Upon arriving at my new duty station in Colorado, my life started to spiral out of control.  I didn’t know it at that moment but I was self medicating and taking foolish risks for unknown reasons.  I was and still am to this day suffering from PTSD.  I can assure you it’s not fun.  About a year of doing reckless things I decided to get married.  Three months afterward I found out I was pregnant.  Three months later my husband and I were no longer married.  I now found myself being a pregnant single female who never wanted children in the first place.  Even at six months along I was still uncertain on whether I wanted to be a single mom (heck just a mom in general).  I chose to keep my daughter.  I knew it would be a challenge and that my biggest fear might come true.  What’s my biggest fear you ask? Failing as a parent of course! That, and potentially becoming a child abuser.  Just those two things alone gave me nightmares.  I struggled and struggled hard.  Heck I still do.  I have to keep an iron clad hand on my temper, for it can be triggered by anything and everything if I don’t.

Two years ago, (approximately) I went to Arizona to visit an old Army friend and to just take a vacation.  My sister insisted on it, telling me that everyone needs a break once and a while.  So I went on a road trip.  I was having fun but I just wasn’t truly enjoying myself.  I realized I was missing my daughter.  I started back home three days early. I was one state away when I stopped to see an old "flame".  Don’t misunderstand me, I had no intentions to be with this man in a romantic manner.  It merely happened.  Well about two weeks later I was driving in my car and BAM!!!  It hit me.  Just like that I knew I was pregnant again.  The only person that knew (besides me and the nurse) was my older brother.  He was kind enough at the time to grant me my privacy and not tell anyone.  This is where things started to get out of control. 
         I called the guy and told him what was going on.  I explained to him that there was no obligations or strings attached (I’m very against females that TRAP males).  He assured me that he was excited and happy that we had created a child together.  I still didn’t know if I wanted another child on top of the one that I had, to walk on egg shells with to begin with.

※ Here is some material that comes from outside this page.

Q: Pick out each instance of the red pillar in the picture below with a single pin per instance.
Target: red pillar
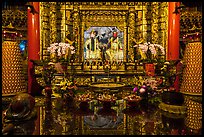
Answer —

It was giving me a headache and just a general sense of dread to think about starting over again.  I explained all this to the father (I guess I should start calling him that, instead of "the guy").  I also told him that I didn’t expect him to do anything that he wasn’t ready for, and that I would just have an abortion.
        Yes that’s right I said it.  Do I believe in abortion?  Yes I do, but not as a means of birth control (I’m a paradox I know).  I do believe that every woman has a choice.  The father assured me that this was something he wanted.  He even came up and told my family with me.  We were all fooled by his guise.
He waited until I was just past my three months to cut all contact with me.  It was then that I realized that he had never wanted me or the child.  Did that hurt?  Not really.  It was a one night stand to put it bluntly.  I chose an action and this was the consequence.  What really angered me was that he "strung" me along so that I couldn’t abort the pregnancy.
       My mind was already going about a thousand miles a minute.  "Great, now your gonna have to raise two kids on your own when you didn’t even want the one to begin with".  I knew I was in trouble.  Secretly, I started looking at adoption.  I knew my family was going to hate me for it.  Finally it was time to tell the family that there was no way that I could keep the child (this is where it became interesting).